New Pornographers deliver smart, bold power pop
So-called “supergroups’’ rarely deserve the title. In the case of Vancouver’s eight-piece (or nine, depending on the tune) juggernaut New Pornographers, however, the group has managed to match, and even surpass, every earned accolade with its almost preposterous affinity for sharp hooks and opulent melodies.
For roughly 95 minutes and nearly two dozen songs that careened, buzzed, and gleamed with power and pop Friday night, the band demonstrated its mastery of the verse-chorus-verse format with seemingly effortless ease.
One might be tempted to wonder whether the New Pornographers really needed all of those people onstage, armed with cello, saxophone, guitars, bass, drums, a pair of keyboards, and many microphones.
But the moment A.C. Newman and his orchestra-size entourage (although, in truth, vocalist Neko Case is nobody’s entourage but her own) kicked into the brisk, buoyant “Sing Me Spanish Techno,’’ it became as crystal clear as the night’s harmonies that everyone, and everything, was in perfect place.
“Together’’ is the title of the band’s latest album of cleverly infectious gems, and its name sums up a collective that drew strength from, and thrived, on the styles and gifts of its individual members: Newman’s classic-yet-skewed sense of impeccable songcraft (“Up in the Dark’’); singer-guitarist Dan Bejar’s oddball pop jangle (“Silver Jenny Dollar’’); and most stunningly, Case’s gorgeous teardrop of a voice (“My Shepherd’’). And this was just the new stuff.
Aside from a small, early (and potentially uncomfortable) bump that occurred when someone from the audience apparently threw a CD at Newman, this was a pitch-perfect performance. More often than not, the vocal highlights belonged to Case, especially in an arresting “Myriad Harbour.’’ Case is a true star of the first order, but the band’s expansive musical universe, which gave nods to everyone from Cheap Trick to Electric Light Orchestra to XTC, was on sparkling display throughout.
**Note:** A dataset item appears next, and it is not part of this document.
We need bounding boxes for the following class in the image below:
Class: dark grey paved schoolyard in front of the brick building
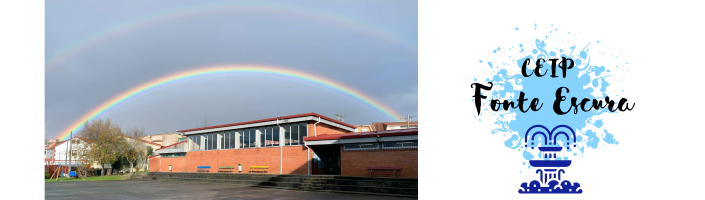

One of the band’s biggest, boldest numbers, “Your Hands (Together),’’ (another new song), was an arena-ready anthem built on an a huge guitar riff right out of the KISS/Black Sabbath playbook. With joyful coercion, both song and band commanded and captured the night perfectly.
The Dodos delivered a kinetic 40-minute blast of tightly twisting, rhythm-driven excursions that came in bursts of sound and fury. A few of the California trio’s hard-strummed epics were perhaps too long by half but were striking nonetheless.
With close, crystalline male-female harmony and a passel of heart-tugging country-folk songs, the Seattle-based Duchess and the Duke were a tremendous early treat. They variously recalled the beautiful Gothic gloom of the Handsome Family, the basement garage-blues of the Volebeats, and the older pillow popcraft of the Everly Brothers — if they had a female singer, that is.